Digital mammography and digital breast tomosynthesis (DBT) inadvertently performed during pregnancy do not pose a significant radiation risk for pregnant women or their fetuses, according to Portuguese research published September 24 in Radiography.
A team led by Dr. A.R. Cepeda Martins from Igamaot in Lisbon found that the absorbed radiation dose values during mammography to the abdomen are negligible, hinting at a negligible dose to the uterus, even in cases of overradiation.
"The findings in this study could contribute to reducing the psychological burden of pregnant women undergoing breast screening examinations," Martins and colleagues wrote.
Mammography and DBT have been touted for their success in detecting breast cancers. However, both methods deliver a radiation dose between 2 and 4 mGy, depending on breast thickness and glandularity, the researchers wrote.
Pregnant women are usually discouraged from undergoing medical imaging with imaging modalities that use ionizing radiation. But some exams do occur, such as among women who discover they are pregnant only after an exam. In any event, the literature is scarce for fetal dosimetry related to mammography.
Therefore, the team wanted to estimate the level of radiation dose to the uterus in standard mammography and DBT. They used an anthropomorphic phantom with plates simulating breasts with a thickness of 6 cm. Craniocaudal and mediolateral oblique views were used for mammography and DBT examinations.
They worked in two main scenarios, each of which could result in different levels of radiation dose. The first one saw the exposure parameters preselected directly by the imaging system, while in the second scenario saw the maximum exposure parameters chosen.
In the first scenario, dosimetry measurements did not detect significant dose values in the abdomen. Mean glandular doses meanwhile were found to be in close agreement with data available in previous studies, between 1.5 and 1.9 mGy.
In the second scenario, there was no significant difference in mean glandular dose estimation between the different views, with abdominal air kerma values for DBT being 0.049 mGy (craniocaudal) and 0.004 mGy (mediolateral oblique) respectively. Craniocaudal abdominal views with mammography meanwhile saw an air kerma value of 0.026 mGy, with no significant detected value in mediolateral oblique view.
The researchers noted that an average fetal dose less than 50 mGy has not been associated with any significant adverse fetal effects.
"It is safe to say that mammography and DBT could be considered safe, posing no significant risks, during pregnancy," they wrote.

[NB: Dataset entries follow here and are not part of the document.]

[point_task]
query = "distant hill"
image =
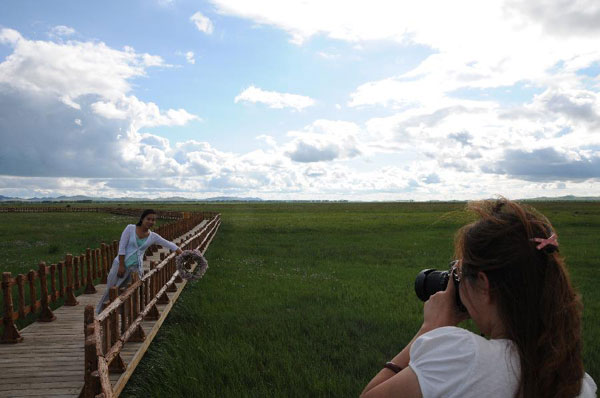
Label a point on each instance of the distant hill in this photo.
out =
(565, 198)
(83, 198)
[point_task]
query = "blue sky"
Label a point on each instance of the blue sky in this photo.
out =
(299, 99)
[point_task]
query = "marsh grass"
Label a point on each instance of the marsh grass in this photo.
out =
(26, 239)
(309, 300)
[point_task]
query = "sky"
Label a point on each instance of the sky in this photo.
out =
(311, 99)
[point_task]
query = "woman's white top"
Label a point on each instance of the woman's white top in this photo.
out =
(453, 362)
(128, 245)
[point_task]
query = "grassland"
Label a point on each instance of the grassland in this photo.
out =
(26, 239)
(309, 300)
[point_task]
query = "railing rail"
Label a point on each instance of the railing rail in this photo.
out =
(74, 272)
(121, 320)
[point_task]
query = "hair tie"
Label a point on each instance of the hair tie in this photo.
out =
(545, 242)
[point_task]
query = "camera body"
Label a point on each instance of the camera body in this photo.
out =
(430, 281)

However, the study authors also noted that each case should be evaluated according to patient history and that when no consensus is reached, the linear no-threshold model could be "always considered" to keep the radiation dose to the fetus as low as reasonably achievable.
Martins and colleagues said having accurate knowledge of radiation doses in mammography and DBT will help raise awareness among breast imagers, as well as improve radiation risk communication skills and help reduce anxiety in pregnant women.